= Generalized Poisson distribution on a locally compact Abelian group =

Generalized Poisson distribution on a locally compact Abelian group, along with the Gaussian distribution, plays an important role in the arithmetic of probability distributions.

Let $X$ be a locally compact Abelian group, let $Y$ be its character group, and let $(x, y)$ be the value of a character $y \in Y$ at an element $x \in X$. Let $F$ be a finite non-negative measure on $X$. The generalized Poisson distribution associated with the measure $F$ is defined as a shift of the distribution $e(F)$ of the form
 $e(F)=\exp\{-F(X)\}\left(E_0+F+\frac{F^{*2}}{2!}+\dots +\frac{F^{*n}}{n!}+\dots\right),$
where $E_0$ is the degenerate distribution concentrated at the zero of the group $X$.

The distribution $e(F)$ is infinitely divisible. The characteristic function of the distribution $e(F)$ has the form

 $\widehat{e(F)}(y)=\exp\left\{\int_X[(x, y)-1]\,dF(x)\right\}.$

Decompositions of generalized Poisson distributions were studied in and , see also . In particular, the following theorem holds.

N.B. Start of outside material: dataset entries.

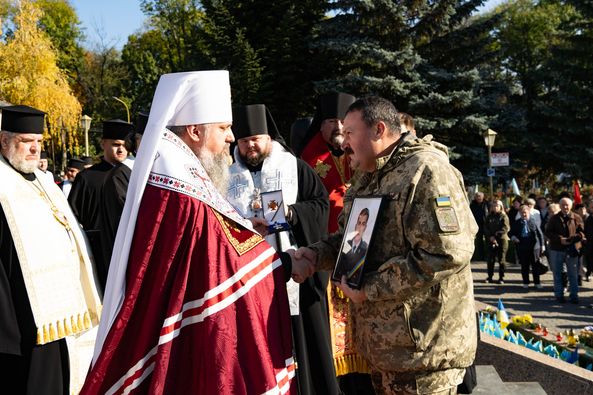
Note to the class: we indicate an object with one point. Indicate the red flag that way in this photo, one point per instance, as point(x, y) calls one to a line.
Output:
point(576, 192)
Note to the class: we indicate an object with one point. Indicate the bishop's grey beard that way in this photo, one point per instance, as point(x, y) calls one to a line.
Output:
point(21, 164)
point(217, 167)
point(255, 160)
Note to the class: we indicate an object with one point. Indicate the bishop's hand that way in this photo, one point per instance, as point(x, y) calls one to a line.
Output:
point(302, 267)
point(260, 225)
point(356, 295)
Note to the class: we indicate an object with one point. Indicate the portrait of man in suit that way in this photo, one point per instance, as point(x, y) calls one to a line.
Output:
point(355, 249)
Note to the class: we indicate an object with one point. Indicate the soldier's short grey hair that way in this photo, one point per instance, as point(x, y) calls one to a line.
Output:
point(374, 109)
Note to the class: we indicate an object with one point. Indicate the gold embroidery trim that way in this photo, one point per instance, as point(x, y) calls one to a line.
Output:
point(243, 247)
point(321, 168)
point(339, 167)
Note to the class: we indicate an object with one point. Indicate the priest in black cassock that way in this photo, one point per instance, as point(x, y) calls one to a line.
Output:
point(49, 304)
point(85, 195)
point(264, 163)
point(115, 188)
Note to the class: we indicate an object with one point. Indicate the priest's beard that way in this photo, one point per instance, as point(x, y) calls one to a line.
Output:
point(21, 163)
point(254, 160)
point(217, 167)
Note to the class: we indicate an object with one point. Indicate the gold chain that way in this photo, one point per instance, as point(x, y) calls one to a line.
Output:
point(61, 218)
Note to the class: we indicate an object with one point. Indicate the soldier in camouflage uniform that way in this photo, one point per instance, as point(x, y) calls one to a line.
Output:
point(414, 318)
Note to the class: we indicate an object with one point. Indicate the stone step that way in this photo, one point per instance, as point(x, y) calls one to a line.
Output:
point(490, 383)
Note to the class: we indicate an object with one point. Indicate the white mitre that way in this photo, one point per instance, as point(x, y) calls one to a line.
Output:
point(189, 98)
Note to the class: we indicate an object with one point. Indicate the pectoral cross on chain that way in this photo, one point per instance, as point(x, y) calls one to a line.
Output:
point(274, 182)
point(237, 190)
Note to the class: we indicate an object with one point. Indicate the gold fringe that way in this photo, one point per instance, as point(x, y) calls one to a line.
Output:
point(87, 320)
point(61, 332)
point(73, 324)
point(52, 332)
point(339, 293)
point(67, 327)
point(62, 328)
point(349, 364)
point(45, 334)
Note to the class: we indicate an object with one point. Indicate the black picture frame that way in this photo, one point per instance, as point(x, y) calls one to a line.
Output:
point(276, 216)
point(354, 250)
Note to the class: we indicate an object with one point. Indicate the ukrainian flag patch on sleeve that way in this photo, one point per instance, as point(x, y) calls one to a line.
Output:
point(443, 201)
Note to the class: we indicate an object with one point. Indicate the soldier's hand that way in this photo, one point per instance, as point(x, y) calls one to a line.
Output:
point(356, 295)
point(260, 225)
point(301, 268)
point(306, 253)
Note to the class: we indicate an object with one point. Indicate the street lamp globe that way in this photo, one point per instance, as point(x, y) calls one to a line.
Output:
point(489, 137)
point(85, 122)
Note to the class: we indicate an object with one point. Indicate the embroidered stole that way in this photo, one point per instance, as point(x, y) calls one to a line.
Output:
point(279, 171)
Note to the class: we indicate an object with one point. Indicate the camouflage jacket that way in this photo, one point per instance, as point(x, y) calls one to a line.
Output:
point(419, 318)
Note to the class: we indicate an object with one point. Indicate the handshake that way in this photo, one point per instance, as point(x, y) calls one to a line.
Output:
point(303, 263)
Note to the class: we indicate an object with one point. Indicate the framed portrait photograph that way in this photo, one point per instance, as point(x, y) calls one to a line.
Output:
point(357, 240)
point(274, 211)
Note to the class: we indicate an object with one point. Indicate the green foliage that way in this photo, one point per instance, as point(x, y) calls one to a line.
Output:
point(29, 75)
point(60, 21)
point(422, 55)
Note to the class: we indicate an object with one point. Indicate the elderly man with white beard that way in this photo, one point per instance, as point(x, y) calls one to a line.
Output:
point(49, 302)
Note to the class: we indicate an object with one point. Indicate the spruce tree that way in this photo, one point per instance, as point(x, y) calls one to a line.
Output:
point(423, 56)
point(566, 109)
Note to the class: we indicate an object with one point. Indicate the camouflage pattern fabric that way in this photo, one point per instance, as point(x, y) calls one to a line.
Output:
point(436, 383)
point(419, 317)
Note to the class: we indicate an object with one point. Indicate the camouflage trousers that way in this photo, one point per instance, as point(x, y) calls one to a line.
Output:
point(435, 383)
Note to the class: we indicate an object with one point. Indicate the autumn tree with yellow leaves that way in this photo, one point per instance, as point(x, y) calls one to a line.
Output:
point(29, 75)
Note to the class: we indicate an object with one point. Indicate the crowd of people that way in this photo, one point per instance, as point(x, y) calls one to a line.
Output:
point(544, 235)
point(165, 267)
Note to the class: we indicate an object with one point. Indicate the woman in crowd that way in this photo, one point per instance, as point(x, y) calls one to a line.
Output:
point(528, 240)
point(496, 227)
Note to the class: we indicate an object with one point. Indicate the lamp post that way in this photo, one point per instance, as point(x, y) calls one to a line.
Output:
point(489, 137)
point(85, 122)
point(125, 105)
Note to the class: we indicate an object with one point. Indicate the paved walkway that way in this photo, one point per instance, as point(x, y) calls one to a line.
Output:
point(540, 303)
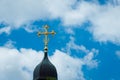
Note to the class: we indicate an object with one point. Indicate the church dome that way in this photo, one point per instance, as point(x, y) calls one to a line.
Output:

Theorem. Let $X$ be a locally compact Abelian group, and let $F$ be a finite non-negative measure on $X$. If the measures $F^{*m}$ and $F^{*n}$ are mutually singular for all natural $m \ne n$, then all factors of the generalized Poisson distribution $\mu=e(F)$ are also generalized Poisson distributions, i.e., $\mu$ has no indecomposable factors.